Ein Blick in die Vergangenheit
Auf einer weiteren Postkarte mit Innenansicht des Lokals von 1930 ist die schlichte Einrichtung des Gastraums zu erkennen – und hinter der Theke eine verlockende Auswahl an Süßspeisen. Der Mandelstollen gehörte wohl zur saisonalen Festtagsauslage rund um Weihnachten – eine edle Alternative zur fruchtigen Variante mit Trockenobst, die bis heute als Aushängeschild der Dresdner Backkunst gilt.

Foto: M. Janik
Mut, Mehl und Marzipan
Bislang hatte ich mich nie so recht getraut, einen Stollen selbst zu backen. Die typische Form erschien mir wie ein kleines Geheimnis aus der Welt der Konditorei. Doch die Geschichte mit Frau Monika und die Spurensuche in alten Zeitungsartikeln gaben mir den Mut, es einfach zu versuchen.
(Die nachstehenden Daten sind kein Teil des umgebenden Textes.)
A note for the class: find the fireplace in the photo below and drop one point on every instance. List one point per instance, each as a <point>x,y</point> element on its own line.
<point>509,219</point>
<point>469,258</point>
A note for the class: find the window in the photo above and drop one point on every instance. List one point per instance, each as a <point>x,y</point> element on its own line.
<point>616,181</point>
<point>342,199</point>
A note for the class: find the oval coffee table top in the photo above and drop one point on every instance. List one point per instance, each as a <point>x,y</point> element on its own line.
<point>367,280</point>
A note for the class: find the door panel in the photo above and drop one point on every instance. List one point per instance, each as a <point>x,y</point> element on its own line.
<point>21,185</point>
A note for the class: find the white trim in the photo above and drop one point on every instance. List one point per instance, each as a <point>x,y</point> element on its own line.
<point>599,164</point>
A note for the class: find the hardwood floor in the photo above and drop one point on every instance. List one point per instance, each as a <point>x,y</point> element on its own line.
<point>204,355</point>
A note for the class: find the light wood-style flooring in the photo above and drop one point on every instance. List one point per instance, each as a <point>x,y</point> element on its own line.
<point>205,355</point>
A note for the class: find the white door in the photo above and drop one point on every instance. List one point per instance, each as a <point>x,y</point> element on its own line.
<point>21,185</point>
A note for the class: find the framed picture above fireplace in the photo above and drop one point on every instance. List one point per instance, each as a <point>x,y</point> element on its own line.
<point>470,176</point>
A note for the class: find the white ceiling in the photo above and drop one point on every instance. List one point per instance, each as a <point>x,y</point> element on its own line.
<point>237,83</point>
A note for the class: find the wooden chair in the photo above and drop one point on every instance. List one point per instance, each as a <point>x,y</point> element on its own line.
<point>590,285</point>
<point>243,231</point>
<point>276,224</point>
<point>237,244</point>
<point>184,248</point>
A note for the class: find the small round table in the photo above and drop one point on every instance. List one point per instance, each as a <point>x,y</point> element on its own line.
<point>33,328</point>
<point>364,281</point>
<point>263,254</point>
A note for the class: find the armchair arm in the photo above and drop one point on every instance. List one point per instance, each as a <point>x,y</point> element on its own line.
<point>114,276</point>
Und das mit Erfolg. Ich habe gleich zwei Exemplare gebacken – eines für uns, das andere als Geschenk. Der Stollen duftet wunderbar, schmeckt herrlich nach Mandeln und Marzipan – und wird für mich ab jetzt immer mit Oppeln, mit Frau Monikas Onkel Kurt Kynast und mit den längst vergangenen Genüssen eines Caféhauses verbunden bleiben.